日に日に夏が近づいていますね。代表理事の古谷です。
今回の『ケースから考える「ビジネスと人権」ライブラリー』では、『「ことば」から考える人権』をテーマに取りあげます。
「これは何色?」と差し出されたクレヨンに、「肌色」と答え、「あっ、しまった!」と思った私。「肌色」はもうとっくに「うすだいだいいろ」や「ペールオレンジ」といった名称に変わっています。ご存知のように世界の人々は多様な肌色をしているのであり、特定の色を「肌色」とすることは、人々の固定観念を助長し、人種差別につながりかねないからと言われています。最近でも「はだいろ」の名称が付けられた肌着が回収された例、「美白」をうたう化粧品の販売が停止された例など「肌色」に関わる事例は数多く存在します。ちなみに、ほかにも名称が変わった例として、保母や保父が保育士に、看護婦や看護士が看護師に、議長を意味するchairmanがchairpersonに言い換えられた例もあります。

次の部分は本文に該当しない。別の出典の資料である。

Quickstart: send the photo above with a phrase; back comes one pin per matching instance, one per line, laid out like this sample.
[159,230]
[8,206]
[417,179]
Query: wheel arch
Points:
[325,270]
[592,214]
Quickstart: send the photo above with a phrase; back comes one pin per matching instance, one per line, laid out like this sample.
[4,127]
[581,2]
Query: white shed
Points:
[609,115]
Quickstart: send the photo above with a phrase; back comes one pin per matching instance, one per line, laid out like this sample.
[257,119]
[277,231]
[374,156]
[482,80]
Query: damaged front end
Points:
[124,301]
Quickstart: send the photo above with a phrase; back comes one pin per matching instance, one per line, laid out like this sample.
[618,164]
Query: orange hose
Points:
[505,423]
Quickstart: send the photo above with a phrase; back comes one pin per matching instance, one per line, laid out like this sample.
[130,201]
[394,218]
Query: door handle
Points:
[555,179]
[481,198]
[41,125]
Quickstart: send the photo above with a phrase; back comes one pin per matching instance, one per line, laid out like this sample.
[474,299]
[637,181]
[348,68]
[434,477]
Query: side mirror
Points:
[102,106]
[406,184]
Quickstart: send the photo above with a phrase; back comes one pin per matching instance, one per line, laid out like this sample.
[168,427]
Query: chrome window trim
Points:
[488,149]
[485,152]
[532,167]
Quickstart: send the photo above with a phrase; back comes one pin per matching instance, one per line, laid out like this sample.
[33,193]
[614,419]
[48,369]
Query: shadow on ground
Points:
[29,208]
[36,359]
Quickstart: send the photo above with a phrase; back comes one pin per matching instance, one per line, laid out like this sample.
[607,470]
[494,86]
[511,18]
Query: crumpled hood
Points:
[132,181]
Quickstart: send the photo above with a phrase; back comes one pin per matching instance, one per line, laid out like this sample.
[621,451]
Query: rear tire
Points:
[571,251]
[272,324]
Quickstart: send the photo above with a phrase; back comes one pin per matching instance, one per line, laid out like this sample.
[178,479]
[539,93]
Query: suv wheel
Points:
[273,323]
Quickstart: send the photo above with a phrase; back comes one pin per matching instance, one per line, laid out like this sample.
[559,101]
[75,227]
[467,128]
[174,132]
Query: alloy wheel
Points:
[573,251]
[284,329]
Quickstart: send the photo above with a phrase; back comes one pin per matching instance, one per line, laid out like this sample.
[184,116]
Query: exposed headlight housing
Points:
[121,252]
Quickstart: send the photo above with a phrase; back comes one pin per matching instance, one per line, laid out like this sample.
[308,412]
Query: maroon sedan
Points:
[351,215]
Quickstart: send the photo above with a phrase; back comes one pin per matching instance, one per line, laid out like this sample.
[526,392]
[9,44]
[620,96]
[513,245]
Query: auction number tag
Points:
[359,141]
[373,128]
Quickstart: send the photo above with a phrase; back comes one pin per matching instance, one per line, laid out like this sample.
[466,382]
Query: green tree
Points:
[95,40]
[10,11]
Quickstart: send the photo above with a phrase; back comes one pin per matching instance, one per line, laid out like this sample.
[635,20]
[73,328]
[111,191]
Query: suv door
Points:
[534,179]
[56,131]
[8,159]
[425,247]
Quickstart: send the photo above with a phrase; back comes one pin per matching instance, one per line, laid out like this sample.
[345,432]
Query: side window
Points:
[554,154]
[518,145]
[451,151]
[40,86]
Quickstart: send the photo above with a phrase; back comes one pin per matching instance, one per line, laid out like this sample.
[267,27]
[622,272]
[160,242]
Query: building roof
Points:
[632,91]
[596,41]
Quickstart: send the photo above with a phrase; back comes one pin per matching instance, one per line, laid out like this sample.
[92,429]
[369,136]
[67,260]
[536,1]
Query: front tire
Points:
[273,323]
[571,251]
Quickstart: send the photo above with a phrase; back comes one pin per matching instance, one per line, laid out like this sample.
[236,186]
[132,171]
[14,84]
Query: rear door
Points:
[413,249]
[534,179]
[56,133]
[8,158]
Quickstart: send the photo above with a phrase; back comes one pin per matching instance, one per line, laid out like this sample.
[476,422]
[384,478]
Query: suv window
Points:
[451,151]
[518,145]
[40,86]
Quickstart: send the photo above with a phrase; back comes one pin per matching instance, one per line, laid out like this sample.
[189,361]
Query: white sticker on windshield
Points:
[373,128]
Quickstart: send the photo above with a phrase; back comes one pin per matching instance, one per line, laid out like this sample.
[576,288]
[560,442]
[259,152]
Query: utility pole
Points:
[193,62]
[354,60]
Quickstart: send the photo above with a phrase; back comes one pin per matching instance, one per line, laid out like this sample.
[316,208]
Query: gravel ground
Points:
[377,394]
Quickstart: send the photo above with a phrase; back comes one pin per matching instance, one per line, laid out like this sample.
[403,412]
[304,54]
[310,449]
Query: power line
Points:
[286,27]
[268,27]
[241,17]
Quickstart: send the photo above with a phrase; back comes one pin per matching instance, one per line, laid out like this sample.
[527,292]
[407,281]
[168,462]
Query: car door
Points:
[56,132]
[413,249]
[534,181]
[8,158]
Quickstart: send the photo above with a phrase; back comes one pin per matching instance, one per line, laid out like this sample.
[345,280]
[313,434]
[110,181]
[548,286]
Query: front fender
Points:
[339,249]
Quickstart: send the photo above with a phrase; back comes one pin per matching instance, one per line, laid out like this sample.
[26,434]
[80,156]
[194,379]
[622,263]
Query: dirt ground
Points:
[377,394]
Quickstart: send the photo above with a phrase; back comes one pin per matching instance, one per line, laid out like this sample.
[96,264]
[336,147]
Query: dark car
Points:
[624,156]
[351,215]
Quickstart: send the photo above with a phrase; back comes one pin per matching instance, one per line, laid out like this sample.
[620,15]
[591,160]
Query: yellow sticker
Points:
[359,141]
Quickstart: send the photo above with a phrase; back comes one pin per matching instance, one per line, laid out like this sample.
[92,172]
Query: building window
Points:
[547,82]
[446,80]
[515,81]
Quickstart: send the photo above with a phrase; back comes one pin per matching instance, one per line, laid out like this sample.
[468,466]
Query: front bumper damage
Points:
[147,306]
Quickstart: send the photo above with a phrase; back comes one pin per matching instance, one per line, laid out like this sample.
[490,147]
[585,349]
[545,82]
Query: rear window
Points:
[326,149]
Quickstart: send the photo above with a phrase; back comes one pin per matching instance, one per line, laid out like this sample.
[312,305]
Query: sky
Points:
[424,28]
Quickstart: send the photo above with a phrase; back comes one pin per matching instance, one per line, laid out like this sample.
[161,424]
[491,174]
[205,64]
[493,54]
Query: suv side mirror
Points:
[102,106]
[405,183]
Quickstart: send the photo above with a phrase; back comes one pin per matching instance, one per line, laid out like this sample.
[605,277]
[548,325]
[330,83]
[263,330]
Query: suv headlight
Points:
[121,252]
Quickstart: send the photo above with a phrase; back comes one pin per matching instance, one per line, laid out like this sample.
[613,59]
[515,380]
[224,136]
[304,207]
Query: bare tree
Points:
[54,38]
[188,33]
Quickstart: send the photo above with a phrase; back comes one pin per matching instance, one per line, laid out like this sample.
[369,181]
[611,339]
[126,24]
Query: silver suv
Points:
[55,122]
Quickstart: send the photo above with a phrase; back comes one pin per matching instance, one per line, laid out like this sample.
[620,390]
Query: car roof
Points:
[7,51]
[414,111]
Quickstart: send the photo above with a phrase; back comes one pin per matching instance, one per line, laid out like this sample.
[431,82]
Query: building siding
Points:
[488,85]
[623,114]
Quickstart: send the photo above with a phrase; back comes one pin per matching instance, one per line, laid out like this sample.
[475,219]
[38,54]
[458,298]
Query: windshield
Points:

わたしたちは長い間の習慣や生活のなかで、自分がマジョリティのなかにいると、マイノリティの人を不快にさせたり、傷つけてしまうことに気づかないことがたくさんあります。差別の意識があるわけではないから問題ではないとか、言葉狩りだという人たちもいますが、それはマジョリティ側の言い分であり、嫌だと思う人がいるなら、傷ついている人々がいるなら、その声に耳を傾けて改善していくことが必要ではないかと思います。人権尊重の重要性が浸透していくにしたがって、あるいは身近に多様な人々がいることが認識されるにしたがって、今まで何気なく使っていたことばが社会問題化される例が増えています。多様な人々がそれぞれにかけがえのない存在として尊重されるために、「気づかない」を「気づく」にしていく努力をしていきたいものです。そして、その際に重要なことは、「ことば」によって苦しんでいる人々の思いや願いをくみ取って、その背景にある問題も「改善」していきたいですね。
『ケースから考える「ビジネスと人権」ライブラリー』、次回もお楽しみに。